Company Ordered to Pay Hanford Whistleblowers $216,080

By ExchangeMonitor

Computer Sciences Corp. (CSC) has been ordered to pay $216,080 in back pay and compensation to two whistleblowers it removed from the job in 2012. The computer specialist employees had raised issues with a new electronic medical system when CSC held the Hanford Site occupational medicine contract. In 2014 the Occupational Safety and Health Administration ordered CSC to pay $186,000 in back wages to former workers Kirtley Clem and Matthew Spencer. CSC appealed the ruling, leading to the new order by an administrative law judge after a trial held over several days in November and then continued for several more days in February.

Clem and Spencer argued at staff meetings and told their supervisor and managers that a new electronic medical system was not working correctly. They also brought the matter to the DOE Employee Concerns Program, but the system was deployed anyway. Labor Department Administrative Law Judge Christopher Larsen concluded that the program could put workers at risk, including by not accurately tracking medical restrictions. It created the potential for workers at risk of chronic beryllium disease to be assigned to work in areas where beryllium was present.

Clem and Spencer were suspended from their jobs in September 2012 after raising their concerns. Although CSC accused them then of sharing confidential information with a competitor, the company did not make that argument at trial.

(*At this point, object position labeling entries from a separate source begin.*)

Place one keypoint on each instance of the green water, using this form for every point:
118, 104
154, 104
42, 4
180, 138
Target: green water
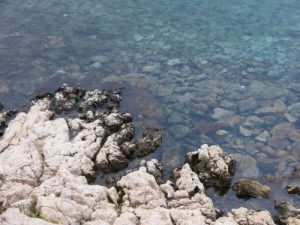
218, 72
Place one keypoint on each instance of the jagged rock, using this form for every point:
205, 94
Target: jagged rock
250, 189
188, 180
154, 216
224, 221
140, 188
198, 202
187, 217
212, 166
13, 216
288, 214
293, 189
150, 141
154, 168
4, 118
127, 218
244, 216
168, 189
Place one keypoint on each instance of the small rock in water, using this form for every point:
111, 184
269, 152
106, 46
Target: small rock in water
293, 189
263, 137
250, 189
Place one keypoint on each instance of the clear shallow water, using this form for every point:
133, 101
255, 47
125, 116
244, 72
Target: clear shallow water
219, 72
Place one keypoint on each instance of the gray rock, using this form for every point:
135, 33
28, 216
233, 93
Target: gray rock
212, 166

The watchdog organization Hanford Challenge, which helped represent the workers, pointed out that the judge characterized some of CSC’s arguments at trial as “an astonishing display of chutzpah.”

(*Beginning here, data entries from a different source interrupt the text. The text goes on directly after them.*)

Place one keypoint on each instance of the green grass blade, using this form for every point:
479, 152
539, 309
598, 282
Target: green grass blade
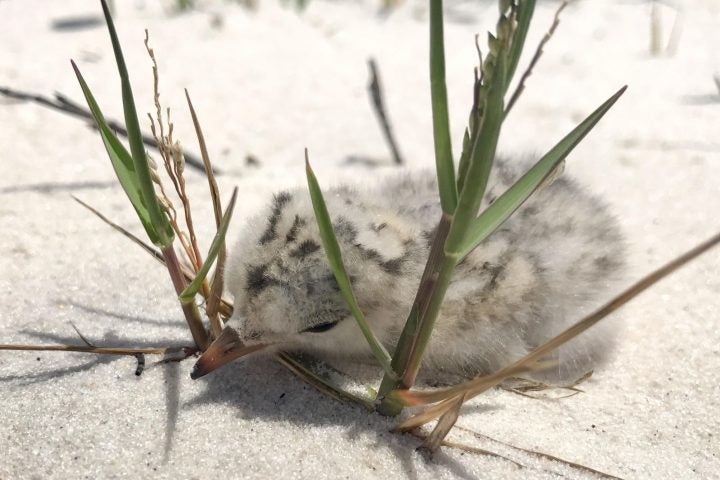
516, 195
526, 8
325, 378
191, 290
137, 149
120, 159
334, 256
441, 122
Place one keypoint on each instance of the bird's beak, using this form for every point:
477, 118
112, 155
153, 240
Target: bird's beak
226, 348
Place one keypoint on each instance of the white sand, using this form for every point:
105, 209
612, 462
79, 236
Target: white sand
271, 83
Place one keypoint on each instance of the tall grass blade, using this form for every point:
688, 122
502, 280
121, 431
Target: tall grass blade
516, 195
120, 159
533, 360
191, 290
334, 256
441, 122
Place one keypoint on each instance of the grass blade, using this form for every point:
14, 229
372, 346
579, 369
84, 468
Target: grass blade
120, 159
530, 361
162, 227
516, 195
334, 256
191, 290
526, 8
441, 122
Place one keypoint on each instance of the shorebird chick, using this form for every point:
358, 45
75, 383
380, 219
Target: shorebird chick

CSC officials could not agree on who made the decision to suspend the two workers. The company also said it had not acted in retaliation after it withheld “special pay” the workers had been offered for their long hours of work on the new system. “Whatever this evidentiary hash may be, it is not clear, and it is not convincing,” Larsen said in his order, which was issued last week.  CSC also has been ordered to pay interest and attorney fees and costs.